Wohin mit den performativen Künsten? Diese Frage müssen sich Städte, in denen es Ausbildungs- und Spielstätten, eine Aufführungstradition sowie ein Fach- und Fan-Publikum gibt, nicht stellen. In Bremen indes, wo das Stadttheater der unangefochtene Platzhirsch bühnenkünstlerischer Angebote ist, gibt es all dies nicht. Zwar biete auch das Theater Bremen unter Michael Börgerding Abstecher in die performing arts, aber eben „nur“ Abstecher. Aus diesem Grund sollte die 2003 eröffnete Schwankhalle zu einer Art Klein-Kampnagel mit überregionaler Strahlkraft ausgebaut werden. Mit diesem Ziel wurde Pirkko Husemann, von 2008 bis 2012 Tanzkuratorin am Berliner HAU, im Jahr 2015 zur neuen Leiterin gekürt. Sie holte Promis der Performance-Szene nach Bremen – und fast kein Schwein guckte zu. Durchschnittlich blieben annähernd zwei Drittel aller Plätze leer. Alarmstimmung auch in der Kulturbehörde und Aufregung in der freien Szene vor Ort, die sich ihrer Spielstätte beraubt sah. Husemann stand zwölf Monate nach Dienstbeginn bereits auf wackligem Boden – und justierte nach. In der zweiten Saison 2016/17 waren mehr als zwei Drittel aller Plätze besetzt. 9358 Zuschauer seien zu 154 Veranstaltungen gekommen, diese Zahlen seien seither stabil, so Husemann. Dennoch verlässt die Chefin in diesem Sommer das Haus. Einerseits aus privaten Gründen, ihre Familie wohnt in Brandenburg, andererseits auch aufgerieben durch die finanzschwache Bremer Kulturpolitik. Sie sei nicht initiativ und gestalterisch tätig, es gehe immer nur darum, das Bestehende zu bewahren, beklagt Husemann. Wer Visionen in die Zukunft bauen will, den lässt solch ein Denken in Stagnation wohl resignieren.

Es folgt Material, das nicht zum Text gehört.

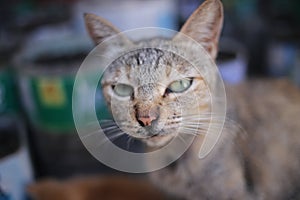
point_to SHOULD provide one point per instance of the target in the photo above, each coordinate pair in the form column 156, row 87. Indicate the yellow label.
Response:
column 51, row 92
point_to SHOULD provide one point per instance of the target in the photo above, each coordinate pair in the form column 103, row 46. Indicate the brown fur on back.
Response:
column 95, row 188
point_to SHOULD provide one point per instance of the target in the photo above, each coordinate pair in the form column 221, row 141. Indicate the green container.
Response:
column 46, row 78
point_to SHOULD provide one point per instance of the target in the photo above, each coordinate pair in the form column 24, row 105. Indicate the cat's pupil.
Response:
column 179, row 85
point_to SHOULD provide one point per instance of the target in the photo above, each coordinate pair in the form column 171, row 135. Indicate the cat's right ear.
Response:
column 205, row 25
column 100, row 29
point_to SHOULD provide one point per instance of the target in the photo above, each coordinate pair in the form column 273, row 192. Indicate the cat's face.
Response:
column 152, row 92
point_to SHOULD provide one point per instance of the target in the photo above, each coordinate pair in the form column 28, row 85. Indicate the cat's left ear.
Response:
column 100, row 29
column 205, row 25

Ob Performances in Bremen überhaupt einen Ort brauchen, ist für Husemann keine Frage. Kaum mit Bildungsgepäck beladen, seien sie niedrigschwellige Angebote, die theaterfernen Menschen den Zugang zum Theater ermöglichen. Viele Arbeiten würden allein schon durch die Atmosphäre, die Präsenz der Körper und authentische Ansprache funktionieren. Nicht selbsterklärende, abstrakt formalistische Darbietungen lädt die Kulturmanagerin seit ihrem zweiten Amtsjahr nur noch ein, wenn sie konkret etwas zu sagen haben. Denn zu verkaufen, das hat Husemann von den Hanseaten gelernt, seien Performances nicht über die möglicherweise innovative Ästhetik, sondern über ihre gesellschaftlich-politischen Inhalte. Werde deutlich gemacht, es gehe um queere oder feministische Themen, Inklusion oder Identitätspolitik, kämen auch Besucher. Gut angenommen sei auch das solidarische Preissystem. Jeder Besucher kann frei wählen, ob er sieben, zehn oder 14 Euro investieren möchte, durchschnittlich werden zehn Euro bezahlt.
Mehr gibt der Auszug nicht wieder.